Development of PS1 for mixed or residential use is accepted by Claverham to be a replacement for the existing (N.B. still extant April 2017) employment development at site PS1 where engineering manufacture, employee in-commuting and other material/product transport carbon emissions could be exchanged for residential and out-commuting carbon emission. In this way Claverham will make a contribution to housing stock, and re-purpose brownfield land without significant deleterious impact on the environment. There were 272 employees on the site as of June 2015. 135 employee commuter cars are visible on satellite photo 15 August 2016. (see image below and note that at Claverham’s surveyed 1.8 cars per household this would represent at least 75 dwellings commuting).

The local resident support of this redevelopment was firmly and universally conditional upon protection of the natural and historical assets at the site. This policy is for an area to be controlled in accordance with Core Strategy policy CS33 and other relevant policies of the North Somerset development plan. Particular emphasis is placed on heritage assets and preservation of natural features, both of which are key features of NPPF. Protection and maintenance of the boundary areas of the site is important to our village community and will provide a natural setting for re-development.
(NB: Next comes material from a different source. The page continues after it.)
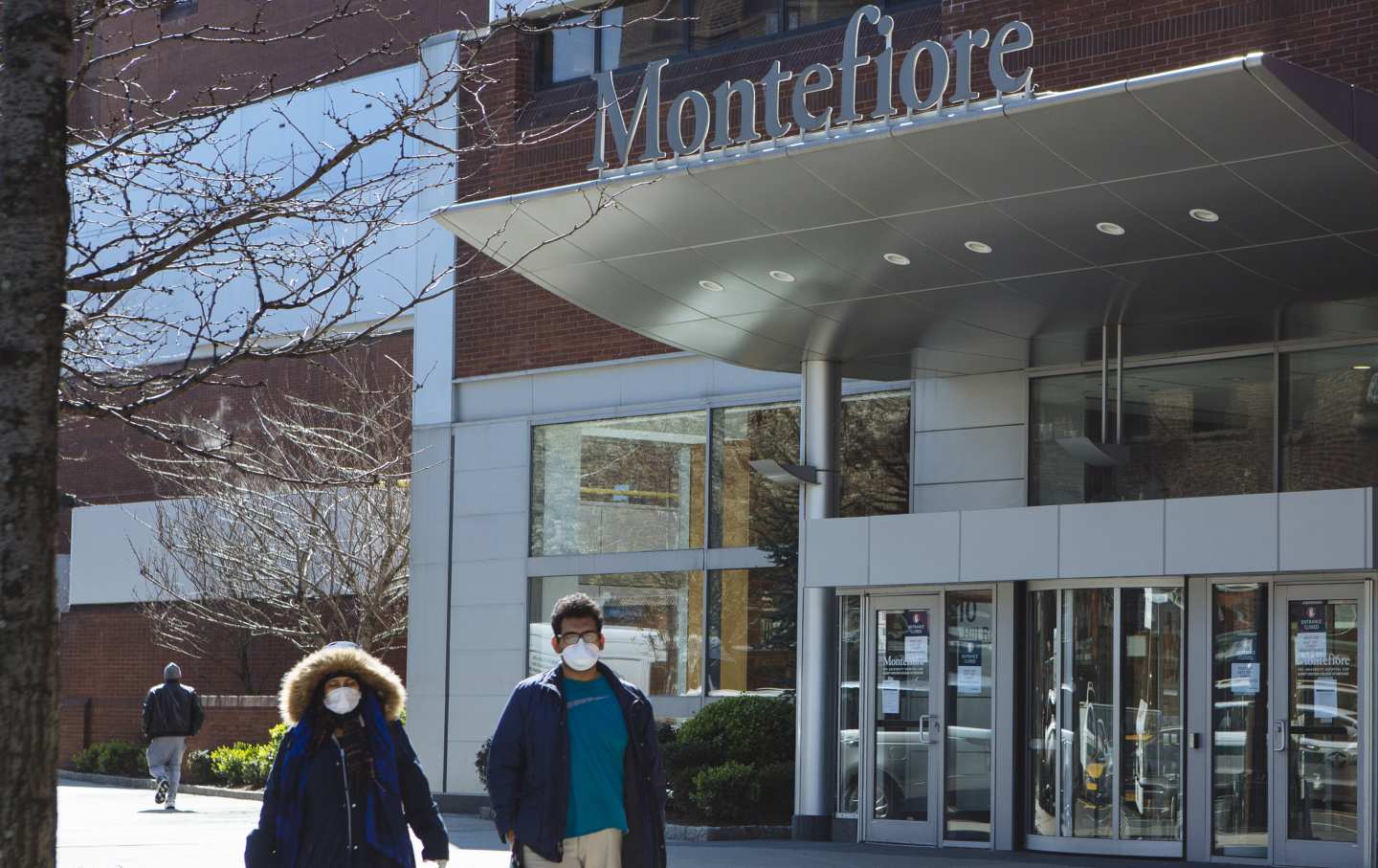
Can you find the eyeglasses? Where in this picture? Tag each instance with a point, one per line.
(569, 638)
It currently forms an attractive and wildlife rich zone important to birds and mammals such as badgers and bats that use the zone for transit routes to feeding territory.

The PS1 site is not within Claverham’s settlement Boundary, nor is it designated in the Sites Allocation Plan, however the site has been historically developed and this policy will bring it into good social use. There are no other sites that are remotely suitable for significant development in the Plan Area and Claverham wishes for this sole site opportunity to be used wisely for part of the housing supply. The site boundaries with the retained and protected assets will naturally govern site density and natural, retained screening will control adverse impact on Claverham’s character. The houses delivered will, with an element of affordable dwellings, provide for opportunities new and growing existing families to live in our community.



9.4 DR1 – Foul and Surface Water Drainage

Protection against flooding is paramount in development design within Claverham, as historical and recent events have proven. Claverham has a history of floods, including those of 2012 (Bishops Rd, Claverham Road, Streamcross and High Street were inundated) and 2016 (High Street inundation). In the ‘North Somerset – 2012 Flood Investigations Report’ the flooding experienced in 2012 in Claverham received one the largest sections of comment.

In the Village Survey, respondents identified flooding as the most serious environmental issue to be addressed in Claverham with 70% giving it high priority. Any new development should be aware of the flooding risks in the area and must not add to this recurrent problem.

The inclusion of sustainable designs and drainage features will be required where feasible to reduce the discharge of water from developments. Provision for Long Term Storage will be required due to the nature of the receiving watercourses within the North Somerset Levels and Moors Internal Drainage Board area.

9.5 EMP1 – Local Employment
At present (2016) only very few residents of Claverham are employed locally (4%) or homework on a regular basis (6%), any increase in this marginal number would be welcome.

9.6 R1 – Renewable and Low Carbon Energy Generation
Claverham has an unavoidable high dependence on personal motor vehicle transport due to its location and lack of facilities, employment or public transport options. Claverham will support suitable local renewable and low carbon energy generation as part of mitigation of the inherent unsustainable location of our housing.